I got this banh mi-inspired pork burger recipe from Real Simple. It should be noted that I don’t like spicy stuff, so I only used 1 teaspoon of sriracha in the burger patties; I also reduced the amount of fish sauce (the amount below is mine); and finally, I only used plain mayonnaise instead of making a special dressing. Honestly, I really liked these burgers!
½ cup water
½ cup rice vinegar
6 Tbsp. light brown sugar, divided
2 ½ tsp. kosher salt, divided
1 ½ cups matchstick carrots (from a 10-oz. pkg.)
1 ½ cups mayonnaise
5 Tbsp. sriracha, divided (see note above)
3 Tbsp. finely chopped garlic (from about 9 cloves), divided
1 Tbsp. fish sauce
2 lb. ground pork
1/3 cup finely chopped shallot
¼ cup chopped fresh cilantro, plus sprigs for topping
4 tsp. cornstarch
8 brioche buns, toasted
Heat water, vinegar, 3 tablespoons sugar, and 1 teaspoon salt in a medium saucepan, stirring occasionally, until boiling and sugar is dissolved. Remove from heat. Stir in carrots, spreading evenly to submerge as much as possible.
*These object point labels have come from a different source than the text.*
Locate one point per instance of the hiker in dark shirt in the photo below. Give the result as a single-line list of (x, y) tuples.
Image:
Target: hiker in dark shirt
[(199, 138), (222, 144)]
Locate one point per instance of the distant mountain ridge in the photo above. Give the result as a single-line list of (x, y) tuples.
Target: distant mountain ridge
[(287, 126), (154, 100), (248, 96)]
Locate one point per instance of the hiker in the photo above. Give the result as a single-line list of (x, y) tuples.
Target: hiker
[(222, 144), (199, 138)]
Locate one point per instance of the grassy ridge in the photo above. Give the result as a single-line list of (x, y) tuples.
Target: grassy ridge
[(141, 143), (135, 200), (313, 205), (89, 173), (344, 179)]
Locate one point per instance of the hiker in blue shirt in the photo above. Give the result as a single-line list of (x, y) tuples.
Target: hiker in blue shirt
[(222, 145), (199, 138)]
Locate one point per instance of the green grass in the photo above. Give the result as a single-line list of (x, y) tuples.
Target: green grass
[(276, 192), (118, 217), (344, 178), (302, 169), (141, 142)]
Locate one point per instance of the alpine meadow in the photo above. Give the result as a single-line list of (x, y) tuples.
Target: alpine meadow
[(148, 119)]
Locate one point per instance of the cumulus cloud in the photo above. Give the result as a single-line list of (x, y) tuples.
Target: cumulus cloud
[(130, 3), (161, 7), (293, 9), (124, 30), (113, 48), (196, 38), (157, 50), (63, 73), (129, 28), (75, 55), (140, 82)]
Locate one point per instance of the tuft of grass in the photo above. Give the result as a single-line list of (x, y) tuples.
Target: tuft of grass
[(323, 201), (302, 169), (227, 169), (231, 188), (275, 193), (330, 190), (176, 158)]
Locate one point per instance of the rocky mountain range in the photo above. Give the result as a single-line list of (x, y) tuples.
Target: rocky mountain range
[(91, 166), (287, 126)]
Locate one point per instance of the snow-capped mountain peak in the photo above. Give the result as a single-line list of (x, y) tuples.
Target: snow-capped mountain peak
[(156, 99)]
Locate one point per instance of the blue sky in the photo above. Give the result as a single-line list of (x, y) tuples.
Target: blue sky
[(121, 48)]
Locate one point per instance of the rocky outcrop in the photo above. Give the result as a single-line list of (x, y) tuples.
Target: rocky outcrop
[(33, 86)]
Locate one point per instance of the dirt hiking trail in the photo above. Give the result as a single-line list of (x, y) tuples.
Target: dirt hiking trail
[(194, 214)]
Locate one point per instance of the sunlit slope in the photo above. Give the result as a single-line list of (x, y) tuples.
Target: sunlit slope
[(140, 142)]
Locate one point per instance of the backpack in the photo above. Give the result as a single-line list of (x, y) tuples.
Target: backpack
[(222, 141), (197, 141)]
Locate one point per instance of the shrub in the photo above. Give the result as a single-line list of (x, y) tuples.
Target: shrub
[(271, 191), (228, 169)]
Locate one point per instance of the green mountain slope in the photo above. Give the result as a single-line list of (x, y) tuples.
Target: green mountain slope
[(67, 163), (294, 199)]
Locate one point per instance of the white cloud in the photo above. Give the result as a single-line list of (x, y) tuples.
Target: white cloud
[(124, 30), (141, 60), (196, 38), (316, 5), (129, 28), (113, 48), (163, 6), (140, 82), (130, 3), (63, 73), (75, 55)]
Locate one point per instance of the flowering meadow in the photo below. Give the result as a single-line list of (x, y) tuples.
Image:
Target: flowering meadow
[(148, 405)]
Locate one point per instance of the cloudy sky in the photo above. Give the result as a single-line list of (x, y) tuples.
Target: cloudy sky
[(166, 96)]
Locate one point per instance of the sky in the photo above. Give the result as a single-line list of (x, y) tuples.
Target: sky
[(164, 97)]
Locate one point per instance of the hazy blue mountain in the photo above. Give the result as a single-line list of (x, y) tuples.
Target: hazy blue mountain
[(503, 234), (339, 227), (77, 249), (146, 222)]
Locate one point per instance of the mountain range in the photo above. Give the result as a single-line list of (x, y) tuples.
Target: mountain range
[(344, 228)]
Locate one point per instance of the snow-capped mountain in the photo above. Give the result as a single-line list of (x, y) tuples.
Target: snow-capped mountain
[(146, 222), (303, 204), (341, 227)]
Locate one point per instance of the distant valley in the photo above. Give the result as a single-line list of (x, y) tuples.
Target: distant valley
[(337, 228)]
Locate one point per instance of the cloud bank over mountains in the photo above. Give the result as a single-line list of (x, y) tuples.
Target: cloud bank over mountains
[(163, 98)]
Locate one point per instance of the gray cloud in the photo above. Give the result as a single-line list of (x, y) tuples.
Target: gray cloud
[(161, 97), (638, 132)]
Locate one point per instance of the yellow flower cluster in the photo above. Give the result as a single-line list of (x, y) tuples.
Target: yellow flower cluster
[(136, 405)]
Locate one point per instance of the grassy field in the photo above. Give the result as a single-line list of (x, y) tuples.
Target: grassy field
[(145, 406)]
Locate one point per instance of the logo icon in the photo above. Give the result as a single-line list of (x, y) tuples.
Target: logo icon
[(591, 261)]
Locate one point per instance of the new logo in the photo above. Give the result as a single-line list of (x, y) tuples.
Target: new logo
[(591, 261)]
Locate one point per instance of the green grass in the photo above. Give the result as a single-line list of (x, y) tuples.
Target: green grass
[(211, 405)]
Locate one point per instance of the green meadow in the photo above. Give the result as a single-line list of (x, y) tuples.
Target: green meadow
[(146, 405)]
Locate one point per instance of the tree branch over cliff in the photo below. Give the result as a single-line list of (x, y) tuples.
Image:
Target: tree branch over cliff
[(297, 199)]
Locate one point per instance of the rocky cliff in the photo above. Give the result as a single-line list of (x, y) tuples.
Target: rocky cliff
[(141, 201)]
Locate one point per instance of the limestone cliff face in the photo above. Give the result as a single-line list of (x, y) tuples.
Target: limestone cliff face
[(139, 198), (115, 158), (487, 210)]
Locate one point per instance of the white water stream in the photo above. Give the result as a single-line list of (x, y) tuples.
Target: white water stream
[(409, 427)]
Stir together mayonnaise, 3 tablespoons sriracha, and 1 tablespoon garlic in a medium bowl.
Whisk fish sauce and remaining 3 tablespoons sugar, 2 tablespoons sriracha (I only used 1 teaspoon), and 1 ½ teaspoons salt in a large bowl until well combined. Stir in pork, shallot, cilantro, cornstarch, and remaining 2 tablespoons garlic. Shape pork mixture into 8 (4-inch) patties. Place on a baking sheet lined with parchment paper.
Preheat grill to medium-high (400 °F to 450 °F) and lightly oil grates. Grill patties until an instant-read thermometer inserted in center reads 160 °F, 4 to 5 minutes per side. (I just cooked these in a pan.)
Spread mayonnaise mixture over cut sides of buns. Place 1 patty on each bottom bun. Drain carrots; top patties with carrots, and cilantro sprigs. Cover with top halves of buns.